The need for node-elementtree came as Rackspace started building out a monitoring-as-a-service (MaaS) platform. As more data moves to cloud environments there is an interdependency that IT needs to understand. MaaS is intended to help in that effort.
Rackspace developers found that there wasn’t a good library available for creating XML documents. So the team decided to build their own.
The group decided to model its library on the Python-based ElementTree, an API for parsing XML. According to the Python.org site, the Element Tree API “is a flexible container object, designed to store hierarchical data structures in memory.”
The Rackspace blog post provides examples for creating and parsing XML documents.

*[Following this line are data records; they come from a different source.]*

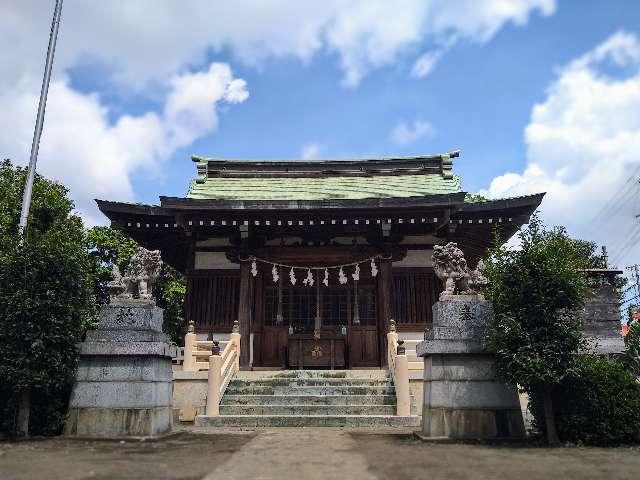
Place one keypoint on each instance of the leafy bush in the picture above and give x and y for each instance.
(45, 294)
(630, 358)
(536, 291)
(597, 403)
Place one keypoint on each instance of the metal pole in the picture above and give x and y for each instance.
(28, 187)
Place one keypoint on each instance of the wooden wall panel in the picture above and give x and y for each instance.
(414, 293)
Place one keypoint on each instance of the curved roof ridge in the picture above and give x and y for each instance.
(436, 156)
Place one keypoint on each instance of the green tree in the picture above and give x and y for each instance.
(536, 291)
(45, 292)
(108, 246)
(630, 358)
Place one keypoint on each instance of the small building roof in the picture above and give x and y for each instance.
(292, 180)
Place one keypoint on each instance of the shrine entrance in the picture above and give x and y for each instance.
(301, 326)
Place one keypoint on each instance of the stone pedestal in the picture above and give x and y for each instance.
(602, 321)
(124, 380)
(462, 396)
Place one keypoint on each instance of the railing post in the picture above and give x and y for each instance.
(392, 341)
(403, 405)
(214, 381)
(235, 338)
(190, 345)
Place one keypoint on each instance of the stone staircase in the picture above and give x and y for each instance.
(309, 398)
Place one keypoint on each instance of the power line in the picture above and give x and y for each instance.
(614, 200)
(37, 133)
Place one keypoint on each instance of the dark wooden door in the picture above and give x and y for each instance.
(273, 345)
(364, 345)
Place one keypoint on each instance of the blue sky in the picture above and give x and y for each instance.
(532, 91)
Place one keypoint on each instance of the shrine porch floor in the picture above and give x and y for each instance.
(309, 453)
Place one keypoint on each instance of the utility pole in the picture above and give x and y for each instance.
(37, 133)
(635, 269)
(24, 396)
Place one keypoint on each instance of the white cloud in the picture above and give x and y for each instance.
(425, 64)
(310, 151)
(404, 134)
(95, 157)
(583, 144)
(148, 48)
(147, 40)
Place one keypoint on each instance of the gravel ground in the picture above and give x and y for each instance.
(306, 453)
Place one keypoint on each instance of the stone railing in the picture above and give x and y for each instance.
(222, 367)
(399, 368)
(195, 354)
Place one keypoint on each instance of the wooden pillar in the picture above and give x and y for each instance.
(244, 313)
(385, 297)
(385, 291)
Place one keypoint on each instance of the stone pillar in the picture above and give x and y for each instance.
(124, 380)
(244, 313)
(462, 396)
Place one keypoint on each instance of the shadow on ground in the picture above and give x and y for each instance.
(404, 457)
(180, 456)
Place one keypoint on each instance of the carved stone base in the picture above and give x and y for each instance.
(124, 380)
(462, 396)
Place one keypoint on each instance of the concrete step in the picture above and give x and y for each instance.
(228, 399)
(260, 374)
(311, 382)
(352, 421)
(335, 410)
(310, 390)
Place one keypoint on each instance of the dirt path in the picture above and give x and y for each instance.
(306, 454)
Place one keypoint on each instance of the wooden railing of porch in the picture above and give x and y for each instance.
(399, 368)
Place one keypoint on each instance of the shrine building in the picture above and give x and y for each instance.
(316, 259)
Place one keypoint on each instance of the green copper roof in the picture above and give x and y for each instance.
(383, 186)
(324, 180)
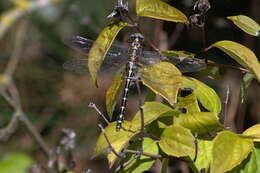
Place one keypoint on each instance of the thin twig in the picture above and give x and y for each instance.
(93, 105)
(138, 29)
(196, 148)
(17, 50)
(229, 66)
(226, 105)
(154, 156)
(109, 144)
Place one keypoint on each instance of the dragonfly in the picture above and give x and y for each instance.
(131, 57)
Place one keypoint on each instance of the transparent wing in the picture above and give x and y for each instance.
(184, 64)
(85, 45)
(188, 64)
(80, 65)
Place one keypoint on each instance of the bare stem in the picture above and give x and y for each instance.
(109, 144)
(229, 66)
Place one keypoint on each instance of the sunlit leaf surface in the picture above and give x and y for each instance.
(159, 10)
(247, 79)
(188, 82)
(163, 79)
(152, 110)
(253, 131)
(177, 141)
(229, 150)
(241, 54)
(15, 163)
(189, 102)
(118, 139)
(101, 46)
(113, 93)
(245, 23)
(143, 163)
(174, 53)
(204, 155)
(207, 97)
(200, 122)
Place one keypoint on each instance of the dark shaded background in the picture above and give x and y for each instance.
(54, 98)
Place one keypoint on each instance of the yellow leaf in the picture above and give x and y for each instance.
(241, 54)
(200, 122)
(177, 141)
(228, 151)
(207, 97)
(163, 79)
(159, 10)
(245, 23)
(253, 131)
(101, 46)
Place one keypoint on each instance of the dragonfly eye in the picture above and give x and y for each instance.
(136, 35)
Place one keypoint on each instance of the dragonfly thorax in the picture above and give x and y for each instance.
(136, 36)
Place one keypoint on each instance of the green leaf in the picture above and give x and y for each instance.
(241, 54)
(247, 79)
(163, 79)
(118, 140)
(113, 93)
(159, 10)
(189, 102)
(211, 72)
(100, 47)
(15, 163)
(143, 163)
(245, 23)
(253, 131)
(177, 141)
(200, 122)
(177, 54)
(207, 97)
(229, 150)
(204, 155)
(151, 110)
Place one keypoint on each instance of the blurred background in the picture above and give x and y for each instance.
(54, 98)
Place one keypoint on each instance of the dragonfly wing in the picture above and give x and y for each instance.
(185, 65)
(80, 65)
(85, 45)
(150, 58)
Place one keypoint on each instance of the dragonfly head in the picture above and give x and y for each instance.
(135, 36)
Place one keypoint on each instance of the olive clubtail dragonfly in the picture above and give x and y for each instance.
(118, 55)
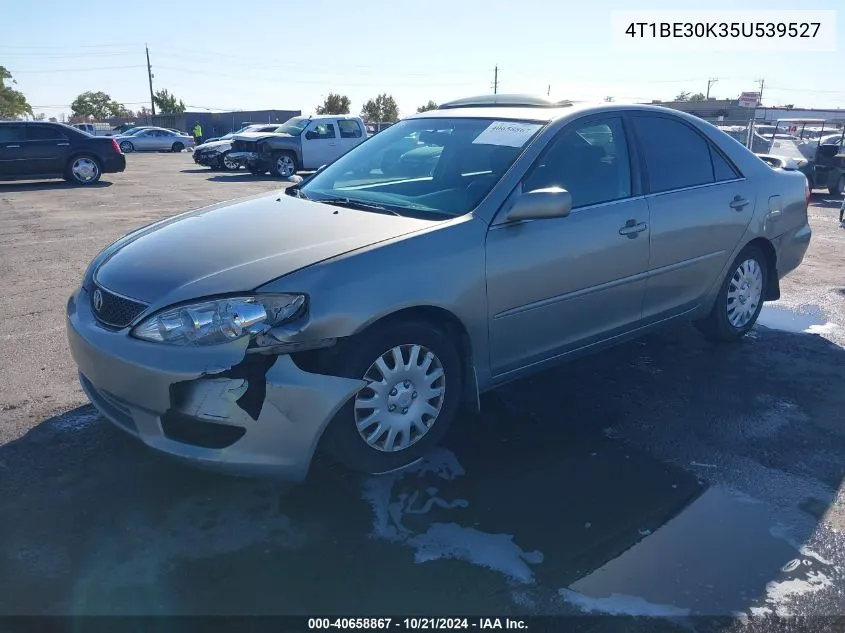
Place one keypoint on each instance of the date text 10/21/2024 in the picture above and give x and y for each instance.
(416, 623)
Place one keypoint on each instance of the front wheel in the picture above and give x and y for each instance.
(228, 164)
(413, 375)
(284, 165)
(83, 170)
(740, 299)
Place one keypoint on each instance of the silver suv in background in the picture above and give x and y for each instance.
(361, 310)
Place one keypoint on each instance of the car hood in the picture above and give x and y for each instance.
(214, 145)
(237, 247)
(254, 136)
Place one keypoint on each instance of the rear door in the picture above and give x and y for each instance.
(351, 133)
(12, 139)
(700, 206)
(320, 144)
(46, 149)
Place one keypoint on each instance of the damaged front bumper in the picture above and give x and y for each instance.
(244, 158)
(215, 406)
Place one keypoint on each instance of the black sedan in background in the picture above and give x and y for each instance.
(31, 150)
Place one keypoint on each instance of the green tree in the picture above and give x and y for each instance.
(13, 103)
(382, 109)
(94, 105)
(167, 104)
(334, 104)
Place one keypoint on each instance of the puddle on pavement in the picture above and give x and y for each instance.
(809, 321)
(725, 553)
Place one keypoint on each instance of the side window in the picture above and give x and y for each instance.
(44, 133)
(722, 169)
(675, 156)
(589, 160)
(321, 131)
(11, 133)
(349, 129)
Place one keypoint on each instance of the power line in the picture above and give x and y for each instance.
(71, 70)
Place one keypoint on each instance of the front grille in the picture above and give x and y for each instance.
(113, 309)
(243, 146)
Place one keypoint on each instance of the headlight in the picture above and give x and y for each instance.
(220, 320)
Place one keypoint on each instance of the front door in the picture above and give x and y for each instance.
(46, 150)
(12, 139)
(320, 144)
(700, 205)
(559, 284)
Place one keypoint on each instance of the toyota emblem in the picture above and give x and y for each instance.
(98, 300)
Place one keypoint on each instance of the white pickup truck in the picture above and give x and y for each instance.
(301, 143)
(95, 129)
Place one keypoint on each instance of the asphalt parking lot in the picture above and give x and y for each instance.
(665, 477)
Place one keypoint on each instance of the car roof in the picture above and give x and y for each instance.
(547, 114)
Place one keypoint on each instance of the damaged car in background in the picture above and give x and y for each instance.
(361, 309)
(215, 153)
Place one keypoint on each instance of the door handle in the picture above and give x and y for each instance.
(738, 203)
(632, 229)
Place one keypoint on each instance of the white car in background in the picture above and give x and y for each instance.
(154, 139)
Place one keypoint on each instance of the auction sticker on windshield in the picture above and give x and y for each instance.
(507, 133)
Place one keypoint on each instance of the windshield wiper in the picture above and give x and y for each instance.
(358, 204)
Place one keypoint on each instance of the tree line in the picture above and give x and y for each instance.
(98, 105)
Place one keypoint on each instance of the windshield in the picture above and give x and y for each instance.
(441, 167)
(293, 126)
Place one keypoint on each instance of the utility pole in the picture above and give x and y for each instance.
(710, 82)
(150, 77)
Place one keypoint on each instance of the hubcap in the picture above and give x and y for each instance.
(84, 169)
(745, 293)
(402, 399)
(284, 166)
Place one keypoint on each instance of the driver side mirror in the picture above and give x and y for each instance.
(540, 204)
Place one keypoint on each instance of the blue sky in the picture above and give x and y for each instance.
(217, 56)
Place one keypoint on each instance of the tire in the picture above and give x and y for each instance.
(342, 439)
(228, 164)
(83, 169)
(730, 319)
(284, 165)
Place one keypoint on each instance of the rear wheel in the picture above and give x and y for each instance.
(414, 381)
(83, 170)
(740, 299)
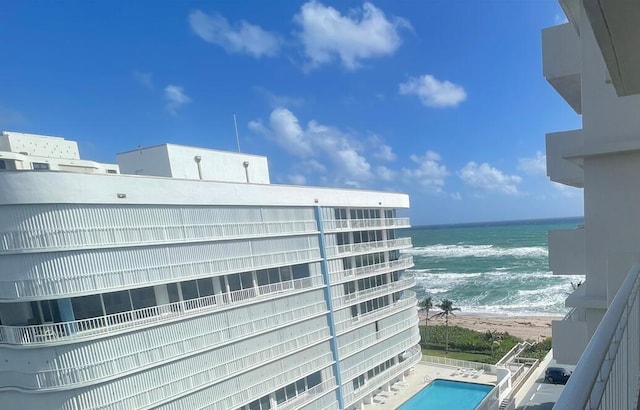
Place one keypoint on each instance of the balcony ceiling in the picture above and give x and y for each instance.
(617, 29)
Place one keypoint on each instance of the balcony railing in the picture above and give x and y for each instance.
(352, 224)
(408, 300)
(408, 280)
(405, 262)
(372, 339)
(82, 237)
(364, 247)
(381, 379)
(608, 372)
(78, 329)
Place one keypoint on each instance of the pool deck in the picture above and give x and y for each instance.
(422, 375)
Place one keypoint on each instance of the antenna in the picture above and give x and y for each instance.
(235, 124)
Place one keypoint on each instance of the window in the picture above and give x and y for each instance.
(40, 165)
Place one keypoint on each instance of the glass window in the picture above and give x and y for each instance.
(40, 165)
(314, 380)
(143, 298)
(234, 282)
(247, 280)
(116, 302)
(85, 307)
(205, 287)
(172, 290)
(301, 271)
(189, 290)
(263, 277)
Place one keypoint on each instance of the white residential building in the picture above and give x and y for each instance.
(190, 287)
(593, 61)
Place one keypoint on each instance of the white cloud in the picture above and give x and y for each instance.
(145, 79)
(243, 37)
(488, 178)
(362, 34)
(385, 173)
(175, 97)
(429, 173)
(275, 100)
(297, 179)
(348, 165)
(433, 92)
(534, 166)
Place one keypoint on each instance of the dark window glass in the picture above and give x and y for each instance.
(172, 290)
(116, 302)
(234, 282)
(143, 298)
(189, 290)
(263, 277)
(205, 287)
(85, 307)
(300, 271)
(40, 165)
(314, 380)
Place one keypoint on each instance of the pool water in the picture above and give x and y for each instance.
(449, 395)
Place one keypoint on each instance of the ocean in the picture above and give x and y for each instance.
(498, 268)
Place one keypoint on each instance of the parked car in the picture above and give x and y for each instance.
(557, 375)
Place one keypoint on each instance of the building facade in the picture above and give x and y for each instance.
(176, 291)
(593, 63)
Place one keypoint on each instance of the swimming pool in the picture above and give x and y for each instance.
(449, 395)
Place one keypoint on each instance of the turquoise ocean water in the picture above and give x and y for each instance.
(496, 268)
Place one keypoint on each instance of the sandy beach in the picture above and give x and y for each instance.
(534, 328)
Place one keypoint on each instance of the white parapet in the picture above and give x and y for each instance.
(561, 145)
(561, 62)
(567, 251)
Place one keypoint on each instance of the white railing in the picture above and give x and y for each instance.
(408, 300)
(81, 237)
(384, 377)
(361, 344)
(405, 262)
(21, 335)
(50, 285)
(310, 395)
(364, 247)
(408, 280)
(608, 372)
(350, 224)
(372, 361)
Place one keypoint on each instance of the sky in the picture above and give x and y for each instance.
(442, 100)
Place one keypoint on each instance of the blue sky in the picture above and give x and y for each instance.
(444, 100)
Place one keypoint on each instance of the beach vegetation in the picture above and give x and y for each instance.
(466, 344)
(447, 309)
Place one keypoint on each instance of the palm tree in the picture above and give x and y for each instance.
(426, 304)
(446, 306)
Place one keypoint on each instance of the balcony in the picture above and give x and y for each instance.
(570, 336)
(405, 262)
(607, 375)
(414, 356)
(125, 321)
(561, 63)
(407, 301)
(560, 145)
(367, 247)
(567, 251)
(408, 280)
(338, 225)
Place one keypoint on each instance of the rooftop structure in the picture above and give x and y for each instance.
(190, 287)
(593, 62)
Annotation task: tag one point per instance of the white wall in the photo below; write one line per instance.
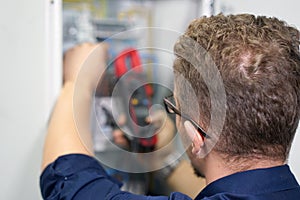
(27, 88)
(25, 96)
(288, 11)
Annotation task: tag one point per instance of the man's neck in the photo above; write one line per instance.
(217, 167)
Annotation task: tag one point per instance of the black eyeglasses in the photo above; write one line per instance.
(171, 108)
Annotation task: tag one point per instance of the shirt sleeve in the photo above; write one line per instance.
(81, 177)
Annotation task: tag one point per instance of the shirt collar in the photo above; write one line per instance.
(252, 182)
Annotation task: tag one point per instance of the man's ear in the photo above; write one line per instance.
(194, 135)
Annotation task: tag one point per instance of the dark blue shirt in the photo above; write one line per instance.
(81, 177)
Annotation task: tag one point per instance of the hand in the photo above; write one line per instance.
(85, 63)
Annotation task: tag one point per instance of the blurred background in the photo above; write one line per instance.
(34, 35)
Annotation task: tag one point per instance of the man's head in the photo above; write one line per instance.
(259, 61)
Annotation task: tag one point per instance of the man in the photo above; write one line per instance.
(258, 61)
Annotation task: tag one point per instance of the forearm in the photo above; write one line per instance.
(67, 134)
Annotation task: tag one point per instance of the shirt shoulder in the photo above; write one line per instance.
(81, 177)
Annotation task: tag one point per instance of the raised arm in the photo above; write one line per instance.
(69, 126)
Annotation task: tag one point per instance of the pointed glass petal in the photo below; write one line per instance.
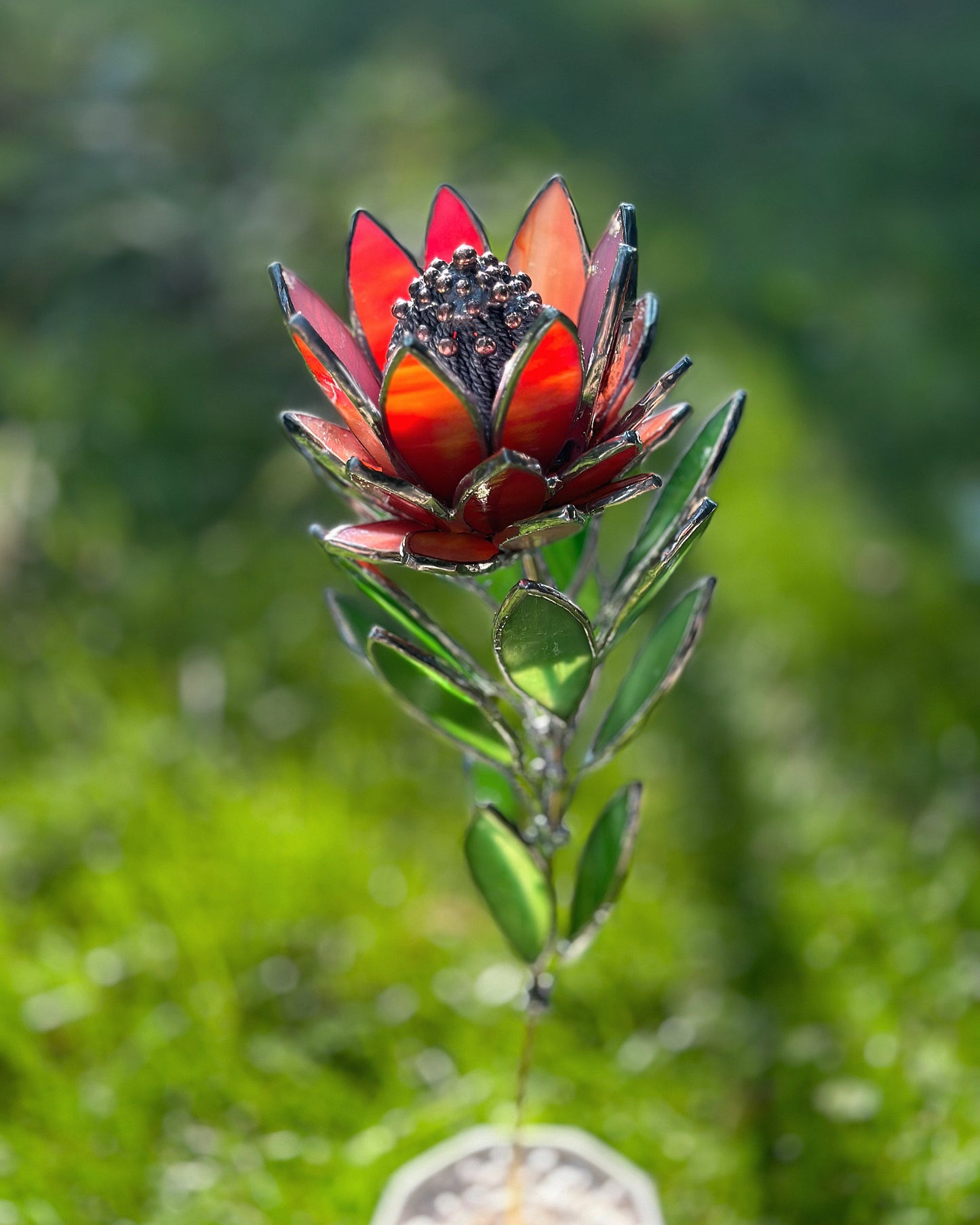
(384, 541)
(644, 407)
(631, 349)
(549, 246)
(452, 547)
(451, 223)
(512, 884)
(646, 583)
(595, 468)
(539, 390)
(431, 421)
(603, 866)
(328, 445)
(659, 425)
(297, 298)
(503, 490)
(359, 414)
(621, 231)
(379, 270)
(656, 669)
(398, 498)
(398, 612)
(686, 486)
(541, 530)
(440, 699)
(618, 303)
(620, 492)
(544, 647)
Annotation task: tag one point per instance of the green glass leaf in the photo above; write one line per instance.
(603, 866)
(562, 558)
(656, 669)
(442, 700)
(686, 486)
(354, 620)
(500, 581)
(647, 583)
(544, 647)
(511, 882)
(401, 612)
(492, 788)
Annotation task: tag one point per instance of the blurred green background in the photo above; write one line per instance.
(244, 975)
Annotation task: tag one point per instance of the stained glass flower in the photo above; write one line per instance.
(486, 404)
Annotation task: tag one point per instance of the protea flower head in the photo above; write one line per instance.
(486, 404)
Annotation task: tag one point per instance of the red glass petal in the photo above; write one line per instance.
(632, 346)
(503, 490)
(542, 530)
(430, 421)
(658, 427)
(379, 270)
(631, 418)
(539, 390)
(460, 547)
(620, 492)
(359, 414)
(621, 231)
(384, 541)
(328, 444)
(549, 246)
(595, 469)
(451, 223)
(398, 498)
(298, 298)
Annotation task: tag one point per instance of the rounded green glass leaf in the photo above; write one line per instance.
(511, 882)
(544, 647)
(656, 669)
(604, 864)
(440, 699)
(686, 486)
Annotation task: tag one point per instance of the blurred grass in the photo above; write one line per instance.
(246, 974)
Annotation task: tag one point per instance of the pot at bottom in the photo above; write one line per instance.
(559, 1176)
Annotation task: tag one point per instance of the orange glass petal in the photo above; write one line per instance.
(451, 223)
(352, 416)
(595, 469)
(541, 390)
(503, 492)
(550, 248)
(657, 428)
(328, 325)
(430, 423)
(379, 270)
(337, 442)
(452, 547)
(602, 266)
(381, 541)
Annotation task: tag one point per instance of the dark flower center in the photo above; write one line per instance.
(472, 314)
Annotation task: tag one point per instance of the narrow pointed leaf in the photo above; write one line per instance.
(511, 882)
(564, 556)
(604, 865)
(544, 647)
(685, 486)
(402, 614)
(647, 583)
(653, 673)
(492, 789)
(442, 699)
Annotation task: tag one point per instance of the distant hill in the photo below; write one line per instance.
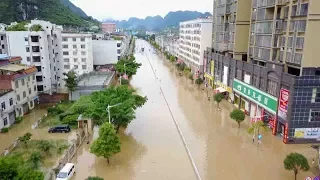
(61, 12)
(151, 23)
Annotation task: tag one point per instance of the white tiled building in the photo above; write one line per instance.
(77, 55)
(7, 104)
(195, 37)
(41, 49)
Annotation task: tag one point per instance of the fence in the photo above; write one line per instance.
(81, 136)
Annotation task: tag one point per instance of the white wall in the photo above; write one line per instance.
(104, 52)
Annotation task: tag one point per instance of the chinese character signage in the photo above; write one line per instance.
(263, 99)
(283, 103)
(308, 133)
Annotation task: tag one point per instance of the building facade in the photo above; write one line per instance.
(108, 27)
(279, 82)
(77, 55)
(195, 36)
(39, 48)
(21, 79)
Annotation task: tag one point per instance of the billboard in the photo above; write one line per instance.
(283, 103)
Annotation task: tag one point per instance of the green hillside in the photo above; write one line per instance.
(49, 10)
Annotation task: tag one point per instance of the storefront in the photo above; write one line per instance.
(227, 90)
(258, 104)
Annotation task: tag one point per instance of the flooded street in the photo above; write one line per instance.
(152, 147)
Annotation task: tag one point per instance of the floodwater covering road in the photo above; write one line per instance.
(153, 149)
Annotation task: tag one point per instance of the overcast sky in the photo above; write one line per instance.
(124, 9)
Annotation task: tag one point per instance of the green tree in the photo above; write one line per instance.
(45, 146)
(25, 138)
(107, 144)
(71, 81)
(35, 160)
(257, 127)
(94, 178)
(29, 173)
(296, 162)
(238, 116)
(9, 166)
(218, 98)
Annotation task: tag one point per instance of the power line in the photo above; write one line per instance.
(195, 169)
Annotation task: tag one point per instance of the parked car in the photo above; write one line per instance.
(66, 172)
(60, 128)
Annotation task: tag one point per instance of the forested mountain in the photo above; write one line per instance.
(172, 19)
(61, 12)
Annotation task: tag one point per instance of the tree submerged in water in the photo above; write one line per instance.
(107, 144)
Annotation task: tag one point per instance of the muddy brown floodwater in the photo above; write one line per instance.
(152, 148)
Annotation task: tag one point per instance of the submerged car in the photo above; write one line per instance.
(60, 128)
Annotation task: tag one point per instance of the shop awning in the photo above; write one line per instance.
(220, 90)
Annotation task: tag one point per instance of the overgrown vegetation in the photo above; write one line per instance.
(36, 27)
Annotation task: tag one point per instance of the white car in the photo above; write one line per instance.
(66, 172)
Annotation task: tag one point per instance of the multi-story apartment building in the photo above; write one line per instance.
(195, 36)
(108, 27)
(21, 79)
(77, 55)
(3, 43)
(39, 48)
(7, 110)
(279, 82)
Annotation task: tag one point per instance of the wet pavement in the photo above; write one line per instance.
(152, 147)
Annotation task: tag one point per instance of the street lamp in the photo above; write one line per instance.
(108, 110)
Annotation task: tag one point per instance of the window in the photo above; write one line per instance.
(11, 101)
(40, 88)
(36, 58)
(34, 38)
(38, 68)
(315, 95)
(35, 49)
(3, 105)
(272, 87)
(39, 79)
(314, 115)
(5, 121)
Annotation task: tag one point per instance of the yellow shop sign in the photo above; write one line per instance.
(227, 88)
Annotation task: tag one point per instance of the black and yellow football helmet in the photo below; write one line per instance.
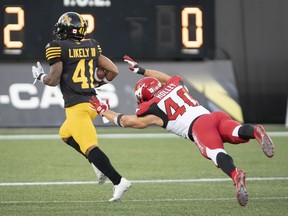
(70, 25)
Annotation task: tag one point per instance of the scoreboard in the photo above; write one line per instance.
(146, 29)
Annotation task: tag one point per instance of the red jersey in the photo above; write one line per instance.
(174, 105)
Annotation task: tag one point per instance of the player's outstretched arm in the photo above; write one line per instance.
(111, 69)
(123, 120)
(134, 67)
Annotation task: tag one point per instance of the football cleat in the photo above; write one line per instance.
(264, 140)
(101, 177)
(120, 189)
(240, 186)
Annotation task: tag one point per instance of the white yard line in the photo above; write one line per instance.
(143, 181)
(144, 200)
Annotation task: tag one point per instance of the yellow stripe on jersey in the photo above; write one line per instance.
(99, 48)
(53, 52)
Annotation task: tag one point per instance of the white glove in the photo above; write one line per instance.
(38, 73)
(134, 66)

Rackspace uses node-elementtree for MaaS in two places:
1. Sending usage documents to an Atom Hopper instance
2. Returning a response to the API user which has requested a response format to be XMLIn the second case we actually use it in combination with our validation and serialization framework called Swiz. We use Swiz to define field types and validators for every object in the system. When a user hits our API and requests XML, Swiz serializes the response using the object definition and node-elementtree library.
Rackspace has in recent months also contributed Whiskey, a Node.js test framework and the Cassandra CQL driver, a driver for Node.js.
There is a recognition that XML has to be dealt with as API customers still use it. node-elementtree offers a modern way to build and parse XML documents in an environment more friendly to a new generation of developers.